The essays collected in Posthumanism in the Age of Humanism fully realize this volume's aim to constitute posthumanism as a "transhistorical ethos" informing Western thought since antiquity, but especially in the era that extends from the German Enlightenment through 19th-century literature and philosophy, with particular reference to discourses on life and nature. The "classical humanism" of post-Kantian German thought proves to be fertile territory for posthumanist rethinkings of our species-specific privileges and prerogatives. Indeed, as the editors suggest, Hegel does have something in common with cybernetics, and Kant does have something to tell us about embodiment. Readers of Posthumanism in the Age of Humanism will have many of their intellectual stereotypes challenged if not overturned and replaced with more generous conceptions.

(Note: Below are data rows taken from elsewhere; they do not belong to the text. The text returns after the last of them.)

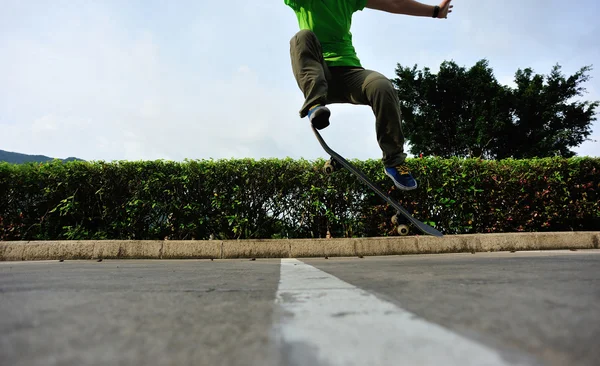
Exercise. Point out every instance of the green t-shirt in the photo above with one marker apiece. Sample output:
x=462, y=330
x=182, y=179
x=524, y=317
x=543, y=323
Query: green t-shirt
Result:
x=330, y=20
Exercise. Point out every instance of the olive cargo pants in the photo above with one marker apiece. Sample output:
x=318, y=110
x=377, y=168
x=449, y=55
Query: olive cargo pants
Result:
x=355, y=85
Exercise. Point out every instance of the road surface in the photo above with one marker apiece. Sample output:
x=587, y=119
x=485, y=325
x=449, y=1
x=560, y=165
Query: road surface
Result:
x=524, y=308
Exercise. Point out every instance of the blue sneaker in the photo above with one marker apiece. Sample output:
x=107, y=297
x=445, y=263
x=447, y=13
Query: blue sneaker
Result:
x=318, y=115
x=401, y=177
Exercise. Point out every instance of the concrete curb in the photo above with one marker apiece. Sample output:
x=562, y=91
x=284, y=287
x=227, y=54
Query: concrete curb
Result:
x=294, y=248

The essays in this volume make clear just how turbulent and varied the field of posthuman theory has become; new readers are not obliged to fall in line with a single dominant strand of argumentation but are free to sort through the many intriguing claims for themselves. The essays are tightly interlaced from start to finish. Goethe and Kant, along with a host of nineteenth-century descendants, are woven into the contemporary theory discussion as if those two figures were central to defining posthuman. The average German scholar will be grateful for such careful explanations of the links between the historical sources under investigation and their relevance for the new theory movements. I was impressed over and over again with the many new vantage points contributors offer on canonical texts. This volume could produce an entirely new line of critical interest in both nineteenth-century German science and the established culture around 1800. I read the essays with fervor and I cannot recommend this volume more highly.